I am grateful to the noble and learned Lord, Lord Lloyd of Berwick, for being the only person who gave a reasoned argument about why I was wrong. With the greatest respect to the noble and learned Lord, I submit that he is wrong because he has failed to deal with the Charlwood case, in which the issue which contributed to making it hybrid was two parishes saying, “We want to be in this county, governed by them and not in that county”. That was accepting the principle that localities are really interested and that it is a local issue as to which group they elect to local authorities and local councils. That was important in relation to it. I respectfully say to the noble and learned Lord, whom I respect greatly in every single respect, that he has had no opportunity to read either the opinion or what was said in relation to the Bill that I refer to, which is my fault rather than his. The threshold is whether or not there is an argument about it. No one other than the noble and learned Lord said that it was not arguable. I had the support of the former Attorney-General—
My Lords, the noble and learned Lord must understand that many of us did not choose to make the argument, not because we do not feel strongly about it or do not have a very clear and argued case in our minds, but because we did not want to disadvantage the House in moving on to the Second Reading debate.
The noble and learned Lord must not mislead the House on this point, particularly when he talks about locality. The reality is that locality applies to every single constituency throughout the land. The point made by the noble Lord, Lord Grocott, is that if the Examiners start to meet, there is no reason why every single constituency might not come forward. It is not necessarily a matter of a week or 10 days at all. The question of locality is properly considered by the Boundary Commission when every constituency can look at local interest; it is not on a political motion about hybridity.

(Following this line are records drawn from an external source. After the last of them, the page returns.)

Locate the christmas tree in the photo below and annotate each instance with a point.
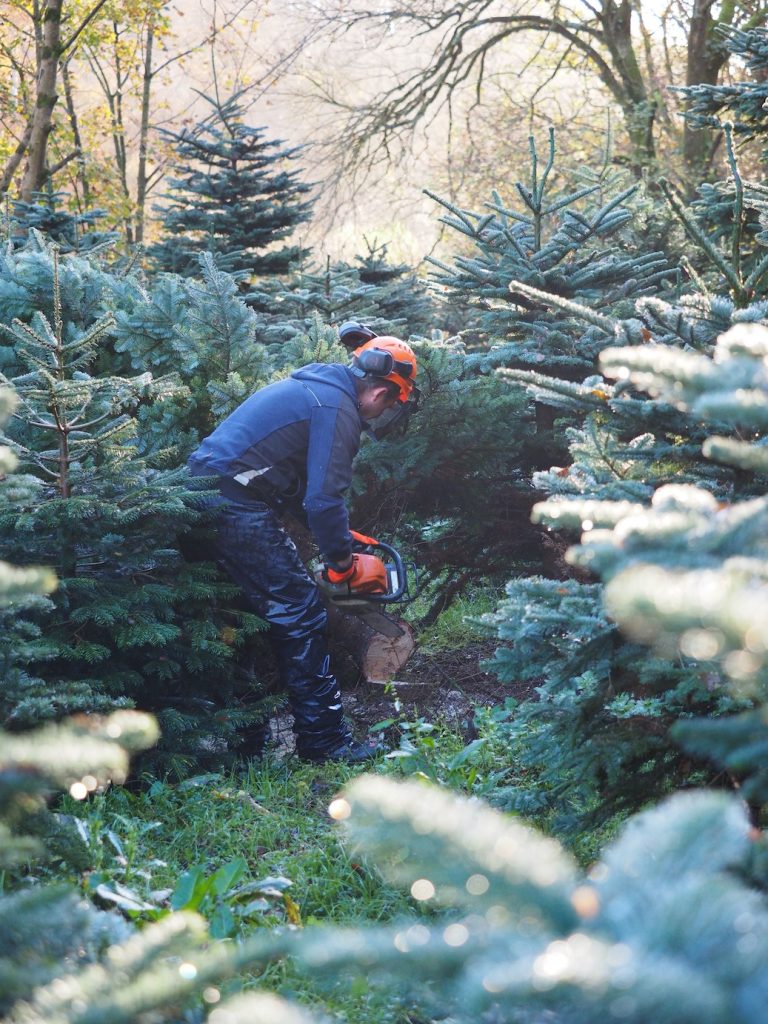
(665, 927)
(131, 622)
(231, 194)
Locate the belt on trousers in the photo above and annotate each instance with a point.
(261, 492)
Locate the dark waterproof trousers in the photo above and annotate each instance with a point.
(258, 554)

I apologise to the noble Lord, Lord Alderdice, for not knowing what his arguments were, but as he did not express them and I am not able to mind read, I could not deal with them. The Boundary Commission will not deal with the Western Isles and Orkney and Shetland because the effect of the Bill—this is my point—has been kept completely separate and out of the arrangements; therefore, their locality has been protected and no one else's has. I ask noble Lords to consider whether there is an argument about hybridity in this case. I say to those behind me as well as those in front of me, please address this as an issue on which this House has a good reputation. I beg leave to seek the opinion of the House.